Each chromosome—and this now was unexpected—Schrödinger suggested, was an aperiodic crystal. The physicist studies crystals. The aperiodic would be those where the facets do no repeat. (Since the publication of Schrödinger’s book the study with the X ray of crystallized organic molecules has made possible the most important genetic discovery of our time.) Inside that aperiodic crystal would be the genes, that make us what we are, characteristic for characteristic, and by ceaseless duplication keep us what we are, you and I and the kangaroo. Those cocky gene-molecules bequeath our past to our future, predict and produce each member of the President’s cabinet, each player on the Detroit baseball team, each pilgrim in the Canterbury Tales. Each gene-molecule to the physicist is as clear as the tip of Manhattan, though that tip is large and the atom small. Schrödinger asked: Why is an atom so small? He answered: It is because we measure everything in relation to our own body, which is large. He repeated the story of the English King who stretched his arm and established the yard as the distance between his chest and his fingertips. Nowadays we accept that a grouping of atoms joined with other groupings of atoms can produce in nine months a summing-up like Johnny Appleseed.

Schrödinger touched then on evolution. He called our the age of the evolutionary idea, his carefulness placing evolution not in the realm of reality, where of course he thought it was, but in the realm of ideas. The new species resulted not as a selection from among the continuous slight variations always occurring in the living, as Darwin believed, because those slight ones are not inherited, result from quantum jumps. Nature for some still unexplained reason operates in jumps. If quantum does apply to evolution, and it does, that again justifies the physicist trying to help us comprehend the life that is in us, though our passion to comprehend more than we already do, in a bad hour strikes us as pathetic—large comprehending brains but a span of life too short.
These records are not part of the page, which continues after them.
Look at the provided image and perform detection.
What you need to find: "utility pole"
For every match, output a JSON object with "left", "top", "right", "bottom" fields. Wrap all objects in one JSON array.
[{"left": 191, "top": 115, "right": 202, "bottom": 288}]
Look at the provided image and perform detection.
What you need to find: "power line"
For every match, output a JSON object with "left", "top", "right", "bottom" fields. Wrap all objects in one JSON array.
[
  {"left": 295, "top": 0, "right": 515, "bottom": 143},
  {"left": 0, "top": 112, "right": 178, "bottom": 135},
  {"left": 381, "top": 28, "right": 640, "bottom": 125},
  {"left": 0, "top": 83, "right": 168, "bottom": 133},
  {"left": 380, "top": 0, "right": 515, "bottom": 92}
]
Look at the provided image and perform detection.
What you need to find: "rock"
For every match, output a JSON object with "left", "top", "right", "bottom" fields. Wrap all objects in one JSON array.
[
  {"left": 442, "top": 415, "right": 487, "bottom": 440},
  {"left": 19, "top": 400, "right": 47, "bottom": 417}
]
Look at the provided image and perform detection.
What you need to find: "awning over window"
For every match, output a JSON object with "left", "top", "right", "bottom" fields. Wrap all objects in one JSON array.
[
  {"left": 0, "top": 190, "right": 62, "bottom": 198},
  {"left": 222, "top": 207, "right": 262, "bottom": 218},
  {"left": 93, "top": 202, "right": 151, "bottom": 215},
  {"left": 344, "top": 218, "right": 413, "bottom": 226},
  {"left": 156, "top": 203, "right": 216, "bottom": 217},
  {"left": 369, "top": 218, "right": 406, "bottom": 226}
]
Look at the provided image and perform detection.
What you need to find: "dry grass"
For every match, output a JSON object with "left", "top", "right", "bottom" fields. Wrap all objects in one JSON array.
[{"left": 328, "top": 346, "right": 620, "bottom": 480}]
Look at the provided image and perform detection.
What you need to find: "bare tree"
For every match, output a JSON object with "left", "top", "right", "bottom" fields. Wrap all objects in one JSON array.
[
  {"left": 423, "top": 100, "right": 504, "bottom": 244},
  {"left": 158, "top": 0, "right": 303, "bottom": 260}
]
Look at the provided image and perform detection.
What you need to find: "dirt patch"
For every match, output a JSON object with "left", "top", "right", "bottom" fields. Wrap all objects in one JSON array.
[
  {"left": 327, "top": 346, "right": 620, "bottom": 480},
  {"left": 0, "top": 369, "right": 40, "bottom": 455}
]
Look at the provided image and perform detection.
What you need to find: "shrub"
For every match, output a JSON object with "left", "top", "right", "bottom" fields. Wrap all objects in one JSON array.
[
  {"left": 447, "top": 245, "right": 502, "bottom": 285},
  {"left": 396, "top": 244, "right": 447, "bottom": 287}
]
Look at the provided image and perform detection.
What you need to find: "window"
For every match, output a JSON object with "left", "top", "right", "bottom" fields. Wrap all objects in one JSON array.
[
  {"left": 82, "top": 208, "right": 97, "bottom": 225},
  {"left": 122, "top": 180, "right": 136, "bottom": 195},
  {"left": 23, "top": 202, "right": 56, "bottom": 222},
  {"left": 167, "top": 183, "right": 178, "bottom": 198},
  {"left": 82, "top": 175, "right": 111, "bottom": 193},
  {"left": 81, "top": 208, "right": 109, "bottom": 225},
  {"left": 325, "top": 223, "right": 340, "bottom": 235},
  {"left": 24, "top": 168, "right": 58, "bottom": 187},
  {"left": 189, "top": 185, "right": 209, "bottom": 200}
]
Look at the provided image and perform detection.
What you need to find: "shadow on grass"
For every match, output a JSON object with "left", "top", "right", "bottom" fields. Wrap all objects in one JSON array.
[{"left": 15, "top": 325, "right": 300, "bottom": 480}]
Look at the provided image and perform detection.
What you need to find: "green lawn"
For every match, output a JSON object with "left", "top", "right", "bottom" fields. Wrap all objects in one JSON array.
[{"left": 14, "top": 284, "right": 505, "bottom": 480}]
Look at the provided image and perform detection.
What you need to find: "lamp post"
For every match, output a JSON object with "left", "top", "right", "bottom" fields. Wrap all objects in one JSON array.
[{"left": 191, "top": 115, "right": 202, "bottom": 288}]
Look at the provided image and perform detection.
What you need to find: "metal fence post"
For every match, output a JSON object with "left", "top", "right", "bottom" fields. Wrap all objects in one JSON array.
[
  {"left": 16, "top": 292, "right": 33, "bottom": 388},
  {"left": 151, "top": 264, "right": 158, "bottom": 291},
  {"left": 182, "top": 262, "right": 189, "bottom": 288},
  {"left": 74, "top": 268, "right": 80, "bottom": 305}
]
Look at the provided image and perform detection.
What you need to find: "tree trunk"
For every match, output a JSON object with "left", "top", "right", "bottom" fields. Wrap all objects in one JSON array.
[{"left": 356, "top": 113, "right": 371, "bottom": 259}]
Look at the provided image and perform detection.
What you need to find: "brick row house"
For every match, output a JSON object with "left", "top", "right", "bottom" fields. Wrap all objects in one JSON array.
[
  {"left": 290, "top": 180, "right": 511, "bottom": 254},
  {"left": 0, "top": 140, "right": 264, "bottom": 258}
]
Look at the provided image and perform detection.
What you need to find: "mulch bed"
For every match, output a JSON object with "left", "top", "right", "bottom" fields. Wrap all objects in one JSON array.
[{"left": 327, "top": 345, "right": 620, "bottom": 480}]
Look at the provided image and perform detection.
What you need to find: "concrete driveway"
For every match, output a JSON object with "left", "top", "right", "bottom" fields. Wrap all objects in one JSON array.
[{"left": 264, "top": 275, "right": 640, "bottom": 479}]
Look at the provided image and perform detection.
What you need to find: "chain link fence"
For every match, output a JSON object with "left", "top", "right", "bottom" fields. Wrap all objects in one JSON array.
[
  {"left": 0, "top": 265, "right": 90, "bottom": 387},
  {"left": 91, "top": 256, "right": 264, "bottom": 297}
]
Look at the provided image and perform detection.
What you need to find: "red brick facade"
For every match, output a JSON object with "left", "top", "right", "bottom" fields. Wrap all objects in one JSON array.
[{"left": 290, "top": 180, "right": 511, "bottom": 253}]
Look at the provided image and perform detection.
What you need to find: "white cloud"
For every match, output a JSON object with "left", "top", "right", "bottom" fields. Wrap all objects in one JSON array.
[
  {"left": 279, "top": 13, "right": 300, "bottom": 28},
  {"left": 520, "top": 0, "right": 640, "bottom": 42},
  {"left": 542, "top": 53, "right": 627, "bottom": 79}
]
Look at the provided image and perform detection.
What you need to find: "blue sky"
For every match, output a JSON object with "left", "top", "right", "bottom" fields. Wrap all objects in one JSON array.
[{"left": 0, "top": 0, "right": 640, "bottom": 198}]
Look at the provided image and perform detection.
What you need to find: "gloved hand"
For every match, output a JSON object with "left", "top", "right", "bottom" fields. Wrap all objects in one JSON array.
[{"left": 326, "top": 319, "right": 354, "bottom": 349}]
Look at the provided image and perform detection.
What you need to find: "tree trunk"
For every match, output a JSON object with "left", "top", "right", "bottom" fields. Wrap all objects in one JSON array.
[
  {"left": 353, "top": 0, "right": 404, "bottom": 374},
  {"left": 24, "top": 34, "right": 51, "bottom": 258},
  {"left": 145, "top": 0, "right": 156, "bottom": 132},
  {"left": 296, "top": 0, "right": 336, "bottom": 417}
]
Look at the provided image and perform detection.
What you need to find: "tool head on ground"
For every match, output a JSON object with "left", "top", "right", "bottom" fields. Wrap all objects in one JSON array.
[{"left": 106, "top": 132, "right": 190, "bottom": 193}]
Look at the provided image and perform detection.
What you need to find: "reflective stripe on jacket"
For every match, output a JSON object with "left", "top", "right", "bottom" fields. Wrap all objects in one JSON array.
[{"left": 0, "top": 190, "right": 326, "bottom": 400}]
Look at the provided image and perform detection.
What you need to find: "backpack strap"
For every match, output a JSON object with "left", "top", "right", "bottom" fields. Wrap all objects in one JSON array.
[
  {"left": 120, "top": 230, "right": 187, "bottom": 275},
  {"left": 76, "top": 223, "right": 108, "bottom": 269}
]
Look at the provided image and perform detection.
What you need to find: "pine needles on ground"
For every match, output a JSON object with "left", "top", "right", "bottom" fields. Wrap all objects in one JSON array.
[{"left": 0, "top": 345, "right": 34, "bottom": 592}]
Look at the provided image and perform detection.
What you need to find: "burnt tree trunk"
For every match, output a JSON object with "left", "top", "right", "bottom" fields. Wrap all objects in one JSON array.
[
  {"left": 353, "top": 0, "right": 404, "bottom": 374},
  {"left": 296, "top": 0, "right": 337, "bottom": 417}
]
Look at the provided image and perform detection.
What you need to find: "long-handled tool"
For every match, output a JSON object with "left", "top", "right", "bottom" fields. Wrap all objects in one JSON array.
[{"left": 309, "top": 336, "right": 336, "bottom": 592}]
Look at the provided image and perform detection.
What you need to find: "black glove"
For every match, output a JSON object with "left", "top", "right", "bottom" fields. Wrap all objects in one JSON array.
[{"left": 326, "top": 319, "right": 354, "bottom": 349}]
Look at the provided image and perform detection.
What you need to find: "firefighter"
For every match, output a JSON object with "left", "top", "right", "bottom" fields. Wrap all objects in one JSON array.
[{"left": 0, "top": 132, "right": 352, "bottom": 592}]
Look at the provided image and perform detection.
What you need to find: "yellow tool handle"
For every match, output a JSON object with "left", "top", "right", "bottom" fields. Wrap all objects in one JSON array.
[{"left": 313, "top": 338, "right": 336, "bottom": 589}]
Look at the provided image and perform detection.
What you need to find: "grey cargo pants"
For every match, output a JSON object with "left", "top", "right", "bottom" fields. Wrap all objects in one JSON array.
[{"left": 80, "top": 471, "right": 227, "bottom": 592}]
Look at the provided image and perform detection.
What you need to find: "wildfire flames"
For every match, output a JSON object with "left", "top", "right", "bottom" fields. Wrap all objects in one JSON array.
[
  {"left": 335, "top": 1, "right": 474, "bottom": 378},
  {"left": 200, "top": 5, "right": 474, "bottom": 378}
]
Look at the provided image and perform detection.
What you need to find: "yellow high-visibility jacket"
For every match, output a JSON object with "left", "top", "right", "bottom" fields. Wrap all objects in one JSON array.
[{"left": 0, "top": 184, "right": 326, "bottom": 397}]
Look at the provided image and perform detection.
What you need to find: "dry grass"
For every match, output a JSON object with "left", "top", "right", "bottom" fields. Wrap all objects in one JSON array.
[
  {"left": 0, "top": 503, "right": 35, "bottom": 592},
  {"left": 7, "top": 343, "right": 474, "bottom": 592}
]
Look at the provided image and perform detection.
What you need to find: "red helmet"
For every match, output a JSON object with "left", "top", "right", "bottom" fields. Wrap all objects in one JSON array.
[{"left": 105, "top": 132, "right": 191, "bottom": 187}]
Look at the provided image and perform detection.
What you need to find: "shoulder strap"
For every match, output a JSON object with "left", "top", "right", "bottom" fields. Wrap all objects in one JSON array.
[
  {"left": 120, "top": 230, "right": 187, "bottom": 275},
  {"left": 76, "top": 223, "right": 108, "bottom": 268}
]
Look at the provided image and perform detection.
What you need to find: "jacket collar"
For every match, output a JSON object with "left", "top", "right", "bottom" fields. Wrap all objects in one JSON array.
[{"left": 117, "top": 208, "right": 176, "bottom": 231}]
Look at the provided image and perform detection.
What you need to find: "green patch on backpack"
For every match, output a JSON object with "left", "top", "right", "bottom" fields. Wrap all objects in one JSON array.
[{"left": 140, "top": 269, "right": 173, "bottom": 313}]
Schrödinger does with his vivid writing get into us a picture of a physicist peering at life.

He concludes with entropy. He defines it. He clarifies it. He employs some mathematics, but he never allows it to become too difficult. By the dictionary entropy is the number that expresses the unavailable energy in a thermodynamic system, not an exhilarating definition. What Schrödinger does is emphasize the tendency of all physical systems to go into disorder. Order goes toward disorder. It goes toward what he calls positive entropy. The living is not like that. In the living, order goes to order. Life has absolute order. Life draws order from order. The living creature, or that molecule, that aperiodic crystal, is the most orderly thing on earth. How does the living keep up its order? By feeding on negative entropy, Schrödinger says. And so long as it does it avoids maximum positive entropy, which is death. Sounds like the reasoning of a medieval monk in a black habit and a black hood. The regularly-added can be tea with a slice of cake. The winner of the Nobel Prize suggests just that: the positive entropy that is the cost of living is canceled out by the negative entropy brought in on a dinner plate by the white-coated waiter. Nothing topsy-turvy in preventing death by adding life, though it surprises us that it should be woven into a physicist’s What Is Life? It surprises us also that this is not a romantic science-writer writing the book but a neat-minded mathematically-minded physicist. Schrödinger was above all a poet, able to feel wonder, state wonder. Already in the eighteenth century Marie Francois Xavier Bichat, another poet, came to a similar conclusion, defined life as the sum of the forces that resist death.